In secondo luogo, le coorti dello studio provenivano principalmente da paesi ad alto reddito, sebbene la maggior parte della popolazione carceraria appartiene a paesi a basso e medio reddito e resta ad oggi inesplorata dalla ricerca scientifica.
Oltra all’età e al sesso, presi in esame, anche l’etnia, assente nello studio, è un fattore di rischio individuale che si associa ai tassi di detenzione e alla. Inoltre, la semplice classificazione binaria utilizzata per il genere (maschio o femmina), pur riflettendo i sistemi correzionali negli otto paesi, non riesce a considerare gli individui che si identificano come transgender.
Sono assenti informazioni su ciò che è accaduto tra l’uscita dal carcere e il decesso, sarebbe importante conoscere le traiettorie, creando un collegamento tra i dati dei registri amministrativi sanitari, assistenziali e giudiziari. Non è stata esaminata l’associazione tra durata della pena e rischio di mortalità e la mortalità probabilmente varia in base a quanto dura il periodo di carcere e questo sarà l’oggetto di interesse nei futuri risultati MARIC.

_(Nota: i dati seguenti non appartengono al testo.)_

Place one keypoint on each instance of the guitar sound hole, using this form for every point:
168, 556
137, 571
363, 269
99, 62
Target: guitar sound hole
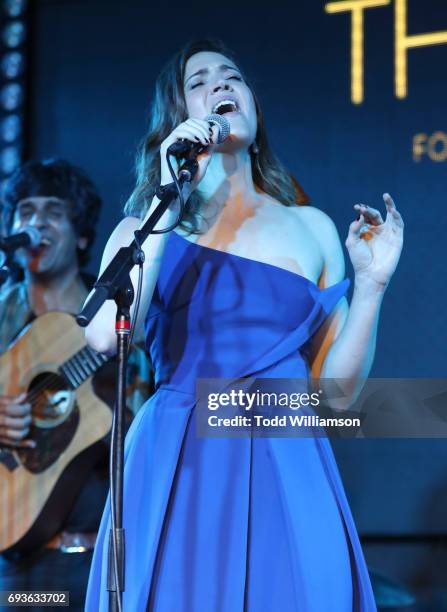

Il tasso di morte marcatamente elevato nella prima settimana dopo l’uscita dal carcere, sottolinea l’urgente necessità di investimenti a favore di un’assistenza sanitaria transitoria coordinata e basata sull’evidenza, compreso il trattamento delle malattie mentali e dei disturbi da uso di sostanze per prevenire i decessi per suicidio e overdose. Le variazioni temporali nei tassi e nelle cause di morte evidenziano la necessità di un monitoraggio di routine della mortalità post-rilascio. Solo attuando queste misure si potranno ridurre le disuguaglianze di salute a livello di popolazione.
Riferimenti bibliografici
Borschmann R, Kinner SA, the Mortality After Release from Incarceration Consortium (MARIC) collaborators. Rates and causes of death after release from incarceration among 1471 526 people in eight high-income and middle income countries: an individual participant data meta-analysis. Lancet 2024; https://doi.org/10.1016/S0140-6736(24)00344-1.
Borschmann R, Tibble H, Spittal MJ, et al. The Mortality After Release from Incarceration Consortium (MARIC): Protocol for a multi-national, individual participant data meta-analysis. Int J Popul Data Sci. 2020 Jan 25;5(1):1145. doi: 10.23889/ijpds.v5i1.1145.